With the devil that is Dagmer Cleftjaw sitting on his shoulder, Theon does horrible things. He seizes Winterfell, kills Ser Rodrik, and burns two orphans boys, passing them off as Bran and Rickon after they escape. In his conversation with Luwin, the maester tells him, “You’re not the man you’re pretending to be,” to which Theon responds, “You may be right, but I’ve gone too far to pretend to be anything else.”

In the end, both of Theon’s families have turned their backs on him. As for what his future holds as a captive, we’ll just have to wait and see, but I’ll bet it rhymes with bleak.

The Rise and Fall of Tyrion Lannister

Both the second season of “Game of Thrones” and “A Clash of Kings” might be more aptly named “Tyrion Lannister: Bad-freakin-ass.” With his father off fighting the war, Tyrion is sent to King’s Landing to serve as acting Hand of the King, which he announces to Cersei when he walks oh so triumphantly into the chambers of the Small Council (whistling “The Rains of Castamere,” no less). As the only sensible Lannister in the capital, Tyrion’s got a lot on his plate: there’s his psychopathic idiot of a nephew, King Joffrey, first of his name; his overly-paranoid sister; and, of course, all the problems that come from having two such people in charge.
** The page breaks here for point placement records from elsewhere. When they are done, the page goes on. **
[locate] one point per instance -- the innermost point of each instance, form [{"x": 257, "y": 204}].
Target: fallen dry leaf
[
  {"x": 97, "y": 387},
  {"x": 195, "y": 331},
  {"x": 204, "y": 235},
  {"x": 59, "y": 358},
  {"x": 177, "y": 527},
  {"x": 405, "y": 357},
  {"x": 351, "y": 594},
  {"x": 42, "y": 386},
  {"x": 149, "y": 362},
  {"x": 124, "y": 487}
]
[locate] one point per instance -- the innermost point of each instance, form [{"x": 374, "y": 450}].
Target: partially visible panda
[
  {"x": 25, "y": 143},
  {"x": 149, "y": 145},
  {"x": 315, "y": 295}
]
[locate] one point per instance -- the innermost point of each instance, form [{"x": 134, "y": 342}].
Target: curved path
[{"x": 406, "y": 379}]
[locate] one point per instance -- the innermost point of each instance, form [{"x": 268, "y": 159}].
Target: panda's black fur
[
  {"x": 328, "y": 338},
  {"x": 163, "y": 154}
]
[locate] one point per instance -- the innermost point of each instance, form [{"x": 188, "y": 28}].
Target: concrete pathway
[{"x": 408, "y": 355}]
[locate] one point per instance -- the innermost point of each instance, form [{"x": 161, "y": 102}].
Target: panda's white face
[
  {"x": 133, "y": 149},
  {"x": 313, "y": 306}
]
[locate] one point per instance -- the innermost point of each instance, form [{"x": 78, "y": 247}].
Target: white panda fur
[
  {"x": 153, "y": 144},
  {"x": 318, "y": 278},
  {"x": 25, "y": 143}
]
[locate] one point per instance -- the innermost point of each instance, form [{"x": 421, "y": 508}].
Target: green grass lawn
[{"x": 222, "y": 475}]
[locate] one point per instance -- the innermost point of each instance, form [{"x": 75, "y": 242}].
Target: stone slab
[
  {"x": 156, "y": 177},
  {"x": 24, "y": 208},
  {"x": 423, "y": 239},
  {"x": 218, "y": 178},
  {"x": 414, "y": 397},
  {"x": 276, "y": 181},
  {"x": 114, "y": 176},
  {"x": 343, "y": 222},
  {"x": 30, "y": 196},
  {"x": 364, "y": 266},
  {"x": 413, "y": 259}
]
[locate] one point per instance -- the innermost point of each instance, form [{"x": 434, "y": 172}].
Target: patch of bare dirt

Ironically, he gets blamed for many of these problems because he’s different; it’s just easier that way.

There is a line in “A Clash of Kings” that nicely sums up Tyrion in his role as the “good guy” on the “bad team.” Shae asks him what he will do now that he is Hand of the King and Tyrion responds, “Something Cersei will never expect… I’ll do justice.” But the most important thing Tyrion does to save the city is, well, save the city. Without Tyrion’s plan to use wildfire against Stannis’s troops during the Battle of the Blackwater, the city would have surely fallen.

Then there’s the actual battle. As he tells Shae early on, while most others can leave or switch sides, Tyrion wasn’t given a choice. He’s a Lannister. And when Joffrey leaves to “hide behind his mother’s skirts” during the fighting, it is put on Tyrion to take charge. The Imp gives a rousing battle speech before quite literally leading the charge, dwarfism be damned. His reward for all of this, of course, is a sword to the face from one Ser Mandon Moore of the Kingsguard, presumably on Cersei’s orders.

Now, Tyrion is left disfigured, and since his father arrived in King’s Landing, stripped of his title and power. However, Tyrion is still Tyrion; he refuses to run away with Shae because he intends to get his revenge somehow. “In the game of thrones you win or you die,” as Cersei is so keen on saying, and Tyrion ain’t dead yet, so the Queen bitch better look out.

Well, that’s it, another fantastic season of “Game of Thrones” in the books. Worry not, only 299 days until Season Three!